FORT FRANCES – Imagine yourself on a dog sled with a team of hard-working canines in front of you and snowy winter environment all around you.
You’ll get a chance to do that and more, virtually, next week as the Fort Frances Museum and Cultural Centre hosts Science North’s travelling Indigenous Ingenuity exhibition from March 25 to April 12.
The exhibition also includes simulated deer hunting by bow and arrow, wild rice harvesting, igloo building and much more.
“Fort Frances will be our 15th stop on the tour,” Sarah Chisnell, Science North’s director of education, said Monday from Toronto, where she’s attending a science education conference.
“We’ve had great connections with communities across Northern Ontario with Indigenous Ingenuity: Timeless Inventions,” she added.
“Folks from all over are getting to see this in their community,” she said. “It comes with ‘bluecoats’ (science educators) that are engaging in the experience and are able to interact with visitors when they come to see it.
“We’ve had some great host partners, the Fort Frances Museum and Cultural Centre is our next partner and we’re thrilled to be working with them.”
Science North also has “some great school programs,” she said. “Schools and classrooms have been able to visit the exhibit and engage with not only the exhibit itself but some supplementary school programming that goes along with it.”
Science North’s website says Indigenous Ingenuity: Timeless Inventions “presents a clever and novel mix of science and culture intended to stir a sense of pride among First Nation, Inuit and Métis communities and celebrate the diversity, interconnectedness and resourceful ways of knowing and being that Indigenous knowledge and innovations provide in the global community.”

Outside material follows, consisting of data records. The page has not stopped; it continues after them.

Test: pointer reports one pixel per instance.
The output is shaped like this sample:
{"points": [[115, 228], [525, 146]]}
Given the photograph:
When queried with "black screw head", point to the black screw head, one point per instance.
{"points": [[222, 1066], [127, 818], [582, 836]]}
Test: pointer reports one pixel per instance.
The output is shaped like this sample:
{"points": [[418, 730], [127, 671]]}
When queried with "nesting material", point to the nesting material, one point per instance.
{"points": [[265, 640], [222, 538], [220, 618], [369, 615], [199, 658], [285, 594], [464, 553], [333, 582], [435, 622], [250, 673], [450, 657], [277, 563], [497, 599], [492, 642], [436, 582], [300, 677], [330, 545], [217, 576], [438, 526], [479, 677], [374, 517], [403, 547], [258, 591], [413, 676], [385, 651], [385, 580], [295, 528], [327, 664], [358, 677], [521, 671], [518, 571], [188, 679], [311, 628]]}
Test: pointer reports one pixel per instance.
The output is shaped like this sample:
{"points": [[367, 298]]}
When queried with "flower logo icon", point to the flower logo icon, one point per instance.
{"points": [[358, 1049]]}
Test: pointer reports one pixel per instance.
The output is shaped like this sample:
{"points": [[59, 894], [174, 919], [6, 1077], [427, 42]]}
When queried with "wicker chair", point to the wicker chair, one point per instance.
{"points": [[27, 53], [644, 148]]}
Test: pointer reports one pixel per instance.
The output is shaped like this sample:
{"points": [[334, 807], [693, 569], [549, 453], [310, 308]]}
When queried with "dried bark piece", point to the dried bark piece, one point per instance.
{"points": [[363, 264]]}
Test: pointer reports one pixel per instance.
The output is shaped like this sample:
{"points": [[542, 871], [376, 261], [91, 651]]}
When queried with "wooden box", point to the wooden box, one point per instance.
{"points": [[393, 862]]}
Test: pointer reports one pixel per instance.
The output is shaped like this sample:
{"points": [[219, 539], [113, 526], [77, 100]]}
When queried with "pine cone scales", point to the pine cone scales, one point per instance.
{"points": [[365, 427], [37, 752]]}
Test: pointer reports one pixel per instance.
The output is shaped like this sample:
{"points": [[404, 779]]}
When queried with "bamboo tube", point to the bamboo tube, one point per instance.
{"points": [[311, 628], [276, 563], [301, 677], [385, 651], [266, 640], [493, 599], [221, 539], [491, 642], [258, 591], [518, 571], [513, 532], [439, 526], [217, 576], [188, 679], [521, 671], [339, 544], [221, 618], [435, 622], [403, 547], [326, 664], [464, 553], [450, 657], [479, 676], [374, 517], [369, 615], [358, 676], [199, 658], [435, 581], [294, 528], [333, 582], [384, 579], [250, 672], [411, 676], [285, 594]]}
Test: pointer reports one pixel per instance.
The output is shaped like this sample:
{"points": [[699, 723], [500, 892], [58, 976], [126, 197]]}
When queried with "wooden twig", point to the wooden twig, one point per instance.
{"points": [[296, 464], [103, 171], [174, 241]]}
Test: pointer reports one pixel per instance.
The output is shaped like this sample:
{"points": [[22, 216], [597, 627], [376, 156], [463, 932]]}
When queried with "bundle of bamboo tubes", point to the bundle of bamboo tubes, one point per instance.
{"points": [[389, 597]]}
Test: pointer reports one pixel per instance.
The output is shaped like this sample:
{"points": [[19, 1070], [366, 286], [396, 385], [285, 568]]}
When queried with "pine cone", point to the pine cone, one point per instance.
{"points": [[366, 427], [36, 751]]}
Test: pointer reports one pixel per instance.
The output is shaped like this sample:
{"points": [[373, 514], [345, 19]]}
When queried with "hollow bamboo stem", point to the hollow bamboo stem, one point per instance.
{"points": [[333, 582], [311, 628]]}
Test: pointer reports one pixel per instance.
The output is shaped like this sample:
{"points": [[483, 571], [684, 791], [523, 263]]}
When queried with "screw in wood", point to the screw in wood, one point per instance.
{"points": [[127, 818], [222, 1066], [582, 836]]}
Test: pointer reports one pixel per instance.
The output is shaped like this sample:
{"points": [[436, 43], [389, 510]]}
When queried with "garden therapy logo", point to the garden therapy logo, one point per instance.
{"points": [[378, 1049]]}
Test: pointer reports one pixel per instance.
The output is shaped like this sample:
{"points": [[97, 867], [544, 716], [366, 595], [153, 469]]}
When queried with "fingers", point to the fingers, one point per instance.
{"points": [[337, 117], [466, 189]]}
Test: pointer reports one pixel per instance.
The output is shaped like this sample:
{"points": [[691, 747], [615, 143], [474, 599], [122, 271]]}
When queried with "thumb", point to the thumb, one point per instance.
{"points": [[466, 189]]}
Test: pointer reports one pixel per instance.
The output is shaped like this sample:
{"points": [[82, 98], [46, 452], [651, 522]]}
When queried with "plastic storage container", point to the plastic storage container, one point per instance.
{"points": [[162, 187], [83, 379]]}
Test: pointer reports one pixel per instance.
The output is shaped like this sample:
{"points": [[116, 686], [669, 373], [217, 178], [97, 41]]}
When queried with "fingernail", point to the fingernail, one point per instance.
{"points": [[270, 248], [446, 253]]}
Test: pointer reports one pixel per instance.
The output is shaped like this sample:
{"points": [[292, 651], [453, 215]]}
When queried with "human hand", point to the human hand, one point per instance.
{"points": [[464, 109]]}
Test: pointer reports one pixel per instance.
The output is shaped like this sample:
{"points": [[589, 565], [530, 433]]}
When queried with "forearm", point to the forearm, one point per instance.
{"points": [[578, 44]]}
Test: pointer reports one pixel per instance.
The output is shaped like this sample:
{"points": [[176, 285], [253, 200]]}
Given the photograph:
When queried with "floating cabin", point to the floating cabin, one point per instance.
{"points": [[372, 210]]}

The exhibition, presented by Science North and Indigenous Tourism Ontario, has previously been in Kenora and Red Lake and many other cities and towns in Ontario’s North since launching in September 2022, and is scheduled to hit Atikokan and Dryden later this spring.
Chisnell said Indigenous Ingenuity has its roots in “a much larger, 500-square-metre experience from the Montreal Science Centre.”
Science North adopted “a portion of that” to fit a “tour-size format for Northern Ontario, and we’ve added new content inclusive of Northern Ontario,” she said.
This celebration of Indigenous knowledge and culture has been popular wherever it’s been, Chisnell said.
Samantha Manty, the Fort Frances museum’s program director, said she and the museum’s curator Danielle Marshall “hopped on” the opportunity to work with Science North.
“I’ve worked with them in the past with my prior job at the Fort Frances Public Library, and Science North – they’re just amazing. They get people out, they get them learning, exploring, wondering,” Manty said.
The exhibition’s theme is well suited to Fort Frances and surrounding communities, she remarked.
“It’s an opportunity to bring people into the museum, knowing that we’re a part of the community and that we want to bring in things that our community and our surrounding communities will really enjoy. So it’s a great opportunity.”
Admission to Indigenous Ingenuity is by donation. It will be open from 9 a.m. to 4 p.m. on Monday, Tuesday, Thursday and Friday, with the last entry at 3 p.m., and from 10 a.m. to 6 p.m. (last entry at 5 p.m.) on Wednesday.